If a media type without “ver” parameter is given, the oldest available version will be returned by the server. If the accept header contains the same media type in multiple versions the server will return a representation in the latest supported version.
Data exchanged with Cumulocity IoT in HTTP requests and responses is encoded in JSON format and UTF-8 character encoding. Timestamps and dates are accepted and emitted by Cumulocity IoT in ISO 8601 format:
Date: YYYY-MM-DD
Time: hh:mm:ss±hh:mm
Timestamp: YYYY-MM-DDThh:mm:ss±hh:mm
To avoid ambiguity, all times and timestamps must include timezone information. Please take into account that the plus character “+” must be encoded as “%2B”.
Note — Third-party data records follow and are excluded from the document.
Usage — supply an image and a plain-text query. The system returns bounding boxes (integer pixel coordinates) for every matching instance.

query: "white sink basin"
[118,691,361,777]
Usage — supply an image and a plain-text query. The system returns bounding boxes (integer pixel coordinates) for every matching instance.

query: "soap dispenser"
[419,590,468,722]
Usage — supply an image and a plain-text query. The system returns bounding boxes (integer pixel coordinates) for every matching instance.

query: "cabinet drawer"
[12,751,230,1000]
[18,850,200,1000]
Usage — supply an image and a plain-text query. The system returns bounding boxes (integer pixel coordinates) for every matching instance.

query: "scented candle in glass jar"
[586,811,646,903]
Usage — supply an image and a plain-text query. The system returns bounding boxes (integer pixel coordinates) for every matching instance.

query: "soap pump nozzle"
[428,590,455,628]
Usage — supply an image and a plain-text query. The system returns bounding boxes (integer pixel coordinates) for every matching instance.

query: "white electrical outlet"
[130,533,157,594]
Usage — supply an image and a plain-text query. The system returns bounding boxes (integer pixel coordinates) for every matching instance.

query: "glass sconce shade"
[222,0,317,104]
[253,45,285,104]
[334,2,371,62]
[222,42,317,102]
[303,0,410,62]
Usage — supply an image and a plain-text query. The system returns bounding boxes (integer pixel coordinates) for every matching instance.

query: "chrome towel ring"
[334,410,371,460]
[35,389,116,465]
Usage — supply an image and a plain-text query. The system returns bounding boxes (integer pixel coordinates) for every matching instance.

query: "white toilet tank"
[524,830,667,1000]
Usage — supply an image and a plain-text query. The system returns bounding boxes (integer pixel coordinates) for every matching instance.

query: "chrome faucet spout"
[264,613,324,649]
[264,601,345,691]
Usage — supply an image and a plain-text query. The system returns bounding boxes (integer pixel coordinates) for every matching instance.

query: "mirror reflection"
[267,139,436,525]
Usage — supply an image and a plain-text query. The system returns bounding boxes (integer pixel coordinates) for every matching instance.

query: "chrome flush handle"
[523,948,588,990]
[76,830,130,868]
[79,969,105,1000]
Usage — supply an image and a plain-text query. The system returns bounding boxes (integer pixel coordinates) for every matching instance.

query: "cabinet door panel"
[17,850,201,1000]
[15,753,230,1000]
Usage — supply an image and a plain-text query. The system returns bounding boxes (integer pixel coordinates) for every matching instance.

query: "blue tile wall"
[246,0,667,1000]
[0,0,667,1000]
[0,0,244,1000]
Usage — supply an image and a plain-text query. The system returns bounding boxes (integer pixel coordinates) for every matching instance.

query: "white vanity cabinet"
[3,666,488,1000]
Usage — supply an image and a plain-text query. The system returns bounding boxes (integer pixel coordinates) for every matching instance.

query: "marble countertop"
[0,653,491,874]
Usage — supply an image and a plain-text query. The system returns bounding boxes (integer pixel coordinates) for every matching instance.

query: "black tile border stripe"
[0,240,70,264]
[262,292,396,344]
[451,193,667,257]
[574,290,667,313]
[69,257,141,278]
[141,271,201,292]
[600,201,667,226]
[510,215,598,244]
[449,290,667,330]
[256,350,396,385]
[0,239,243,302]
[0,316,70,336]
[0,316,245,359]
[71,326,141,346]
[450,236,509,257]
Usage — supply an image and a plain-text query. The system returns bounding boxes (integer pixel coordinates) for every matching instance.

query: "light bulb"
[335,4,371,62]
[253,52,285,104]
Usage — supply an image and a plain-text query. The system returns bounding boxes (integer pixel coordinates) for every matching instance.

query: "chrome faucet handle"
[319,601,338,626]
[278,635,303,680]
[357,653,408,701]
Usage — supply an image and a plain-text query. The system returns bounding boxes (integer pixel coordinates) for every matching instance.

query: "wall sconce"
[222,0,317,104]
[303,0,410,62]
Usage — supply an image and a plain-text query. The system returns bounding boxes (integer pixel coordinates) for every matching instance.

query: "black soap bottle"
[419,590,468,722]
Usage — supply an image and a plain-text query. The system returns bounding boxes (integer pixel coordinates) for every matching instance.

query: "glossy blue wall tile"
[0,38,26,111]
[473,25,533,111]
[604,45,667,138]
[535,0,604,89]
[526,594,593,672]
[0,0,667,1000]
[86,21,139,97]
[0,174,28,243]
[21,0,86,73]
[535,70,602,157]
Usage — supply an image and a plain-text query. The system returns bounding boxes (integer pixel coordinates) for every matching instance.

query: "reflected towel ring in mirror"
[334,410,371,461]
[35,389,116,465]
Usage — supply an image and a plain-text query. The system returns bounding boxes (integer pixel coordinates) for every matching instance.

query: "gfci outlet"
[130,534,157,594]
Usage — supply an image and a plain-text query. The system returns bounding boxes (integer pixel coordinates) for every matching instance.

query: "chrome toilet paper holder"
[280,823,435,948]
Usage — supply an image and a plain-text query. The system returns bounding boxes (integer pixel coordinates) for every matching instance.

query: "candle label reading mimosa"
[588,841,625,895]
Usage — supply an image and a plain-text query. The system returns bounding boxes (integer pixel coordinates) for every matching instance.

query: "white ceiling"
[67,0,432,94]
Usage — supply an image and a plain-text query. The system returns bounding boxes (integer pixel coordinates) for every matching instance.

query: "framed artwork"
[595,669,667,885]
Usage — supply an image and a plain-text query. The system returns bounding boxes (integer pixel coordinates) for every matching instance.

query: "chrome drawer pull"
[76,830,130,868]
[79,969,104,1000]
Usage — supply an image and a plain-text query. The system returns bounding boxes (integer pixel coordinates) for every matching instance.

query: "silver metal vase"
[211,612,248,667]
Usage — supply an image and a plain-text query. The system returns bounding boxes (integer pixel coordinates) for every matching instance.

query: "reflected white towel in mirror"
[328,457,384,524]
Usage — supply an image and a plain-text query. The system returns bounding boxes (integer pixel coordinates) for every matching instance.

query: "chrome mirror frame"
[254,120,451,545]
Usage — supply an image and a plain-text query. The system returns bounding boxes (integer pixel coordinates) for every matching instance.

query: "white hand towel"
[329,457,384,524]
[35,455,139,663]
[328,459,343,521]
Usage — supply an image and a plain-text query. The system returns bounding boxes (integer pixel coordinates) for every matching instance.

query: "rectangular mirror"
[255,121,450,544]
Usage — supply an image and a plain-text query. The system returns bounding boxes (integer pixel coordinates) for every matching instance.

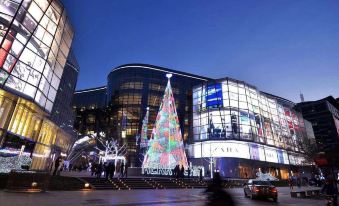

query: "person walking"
[205,172,235,206]
[109,162,115,180]
[180,165,185,178]
[187,167,191,179]
[104,162,109,180]
[57,158,64,176]
[53,157,61,176]
[124,163,128,178]
[97,162,102,180]
[120,162,125,178]
[174,165,179,178]
[288,176,293,190]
Cumulocity IoT APIs are restricted by following data types:
Type | Description | Size | Possible values |
---|---|---|---|
boolean | true or false | 1 bit | true, false |
int | two’s complement integer | 32 bit | from -2,147,483,648 to +2,147,483,647 |
long | two’s complement integer | 64 bit | from -9,223,372,036,854,775,808 to 9,223,372,036,854,775,807 |
float | IEEE 754 floating point | 32 bit | from 1.40129846432481707e-45 to 3.40282346638528860e+38 (positive or negative) |
double | IEEE 754 floating point | 64 bit | from 4.94065645841246544e-324d to 1.79769313486231570e+308d (positive or negative) |
string | represents character strings | - | maximum 2,147,483,647 characters |
datetime | date or time or timestamp | - | ISO 8601 datetime |
object | A structure of key and value pairs | - | JSON objects, refer to w3schools > JS JSON > JSON Objects |
array | A list of values that have the same type | - | JSON arrays, refer to w3schools > JS JSON > JSON Arrays |
In error cases, Cumulocity IoT returns standard HTTP response codes as described in RFC2616. A Client should not only be able to handle individual codes but classes of codes as well (e.g., 4xx). The response body can contain more information about the error, see the error media type definition below. General error interpretations are:
Code | Name | Description |
---|---|---|
400 | Bad Request | The request could not be understood by the server due to malformed syntax. The client SHOULD NOT repeat the request without modifications. |
401 | Unauthorized | Authentication has failed, or credentials were required but not provided. |
403 | Forbidden | You are not authorized to access the API. |
404 | Not Found | Resource not found at given location. |
405 | Method not allowed | The employed HTTP method cannot be used on this resource (e.g., using “POST” on a read-only resource). |
409 | Update Conflict | Conflict on resource update, entity was changed in the meantime. |
409 | Duplicate | The entity already exists in the data source. |
413 | Execution timeout, operation will be abandoned | Query had been running too long and was timed out. |
422 | Invalid Data | General error with entity data format. |
422 | Non Unique Result | Resource constraints error. Non-unique result from the query. |
422 | Unprocessable entity | Resource cannot be processed. |
429 | Requests rate exceeds the limit | If the request rate limit per second is exceeded, the requests are delayed and kept in queue until the queue number limit is exceeded in which case the request is terminated with an error. |
500 | Internal Server Error | An internal error in the software system has occurred and the request could not be processed. |
503 | Service Unavailable | The service is currently not available. This may be caused by an overloaded instance or it is down for maintenance. Please try it again in a few minutes. |
The semantics described in the HTTP specification are used:
If a PUT request only contains parts of a resource, so called “fragments”, only those parts are updated. To remove a fragment, use a PUT request with a null value for the fragment. PUT cannot update sub-resources that are identified by a separate URI.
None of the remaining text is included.